Anyhoo, slept on couch so wouldn’t disturb husband who was looking forward to geeky sci-fi con today, then told him when he got up that he had to drive me to urgent care because my hand was so effed up I couldn’t be trusted with the car. Two hours later I was told it wasn’t broken, it wasn’t arthritis, but a swollen joint capsule. Doc asked if I did repetitive motions. Typing, I asked? No, he said, wouldn’t be just that finger.

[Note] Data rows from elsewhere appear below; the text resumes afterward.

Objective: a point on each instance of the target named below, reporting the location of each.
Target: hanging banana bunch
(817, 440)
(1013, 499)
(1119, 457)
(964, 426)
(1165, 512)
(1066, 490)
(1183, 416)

I professed ignorance and innocence while wondering if perhaps my flipping off of my family behind their back when they annoyed me had perhaps gotten a little two vigorous. And yet, I usually give the double salute, so even though I’m (sort of) joking about this, it is just the one hand. Upon consideration, it may have been from opening a jar. I got some pain meds, and am doing much better now, thanks. Which you can probably infer, since I’m typing this. But if you could see how many times I have to edit a line, you might see I’m still impaired (handwise, I mean. Again, don’t drink anymore.) And now I have to see a rheumatologist. Maybe I’ll just stop opening jars. (And flipping off people. Maybe.)
SO, the reason I started this is to say why I haven’t blogged lately, and why, now that the story has been told, I may give short shrift to reviews as I catch up here.

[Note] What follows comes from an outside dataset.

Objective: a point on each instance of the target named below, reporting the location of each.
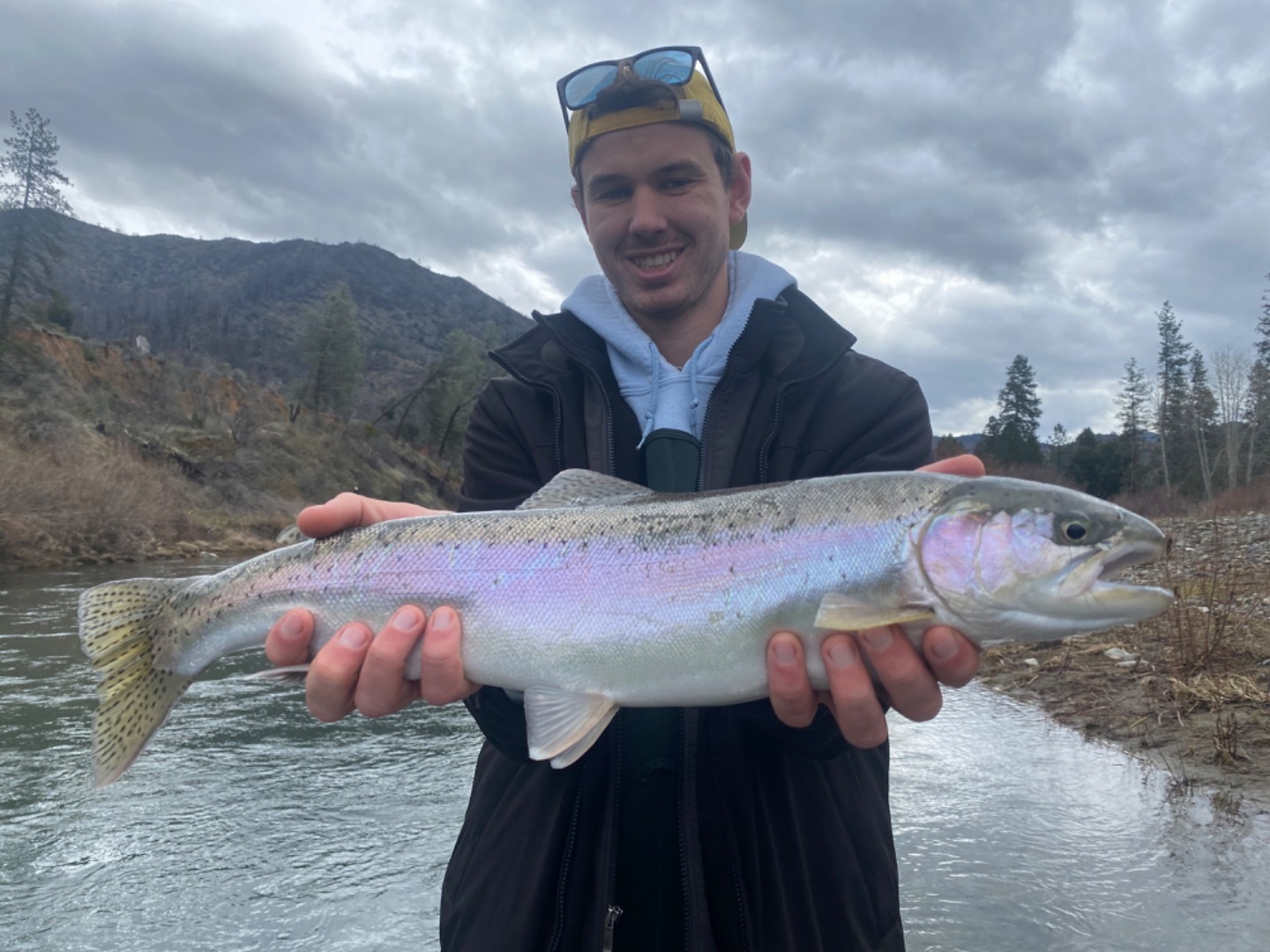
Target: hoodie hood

I’d heard from a bajillion people I trusted that The Fault in Our Stars by John Green was A. Really good and B. Really sad. I knew I was going to read it sometime, so when it was picked for this year’s Morning News Tournament of Books, AND it finally came in at the library, it was time.
And as for a review, I like what Janet Potter had to say at The Millions, because I think we do it a disservice by focusing on the crying part, as I did in my Good Reads review that said not to read the last 50 pages in public:
It’s a sad book, to be sure, about two teenagers who meet in a support group for kids with cancer, but it’s also joyful, hopeful, wise, funny, romantic, and genuinely inspirational. So why, in my efforts to share this joy and hope with other people, did I keep saying, go be unspeakably sad for as long as it takes you to read a 300-page book?

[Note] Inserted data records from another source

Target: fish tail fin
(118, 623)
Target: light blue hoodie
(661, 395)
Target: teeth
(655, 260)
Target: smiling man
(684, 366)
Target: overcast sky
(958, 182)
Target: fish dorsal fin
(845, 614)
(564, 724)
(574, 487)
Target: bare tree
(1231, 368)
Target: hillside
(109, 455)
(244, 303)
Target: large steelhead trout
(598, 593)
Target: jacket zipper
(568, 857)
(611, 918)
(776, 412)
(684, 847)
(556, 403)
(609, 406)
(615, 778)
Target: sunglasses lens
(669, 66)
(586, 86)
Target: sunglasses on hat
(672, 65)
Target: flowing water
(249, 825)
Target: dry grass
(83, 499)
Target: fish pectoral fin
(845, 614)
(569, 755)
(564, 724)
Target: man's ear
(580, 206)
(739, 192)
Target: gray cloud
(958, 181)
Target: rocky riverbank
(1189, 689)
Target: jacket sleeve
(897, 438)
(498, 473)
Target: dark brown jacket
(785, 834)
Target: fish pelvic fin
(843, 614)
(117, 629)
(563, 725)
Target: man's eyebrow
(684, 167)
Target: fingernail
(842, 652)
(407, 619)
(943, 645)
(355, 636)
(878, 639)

I think that when we talk about The Fault in Our Stars, we go straight to the unspeakable sadness, out of all the emotions evoked, because we want to convey the incredible emotional resonance of the book. What we’re trying to say is: this book mattered deeply to me, I think it could matter deeply to you too.
I didn’t love this book because it was sad, I loved it because the main characters were funny and smart. I delighted in the time I spent with them. Highly recommended.
But, don’t read the last 50 pages in public.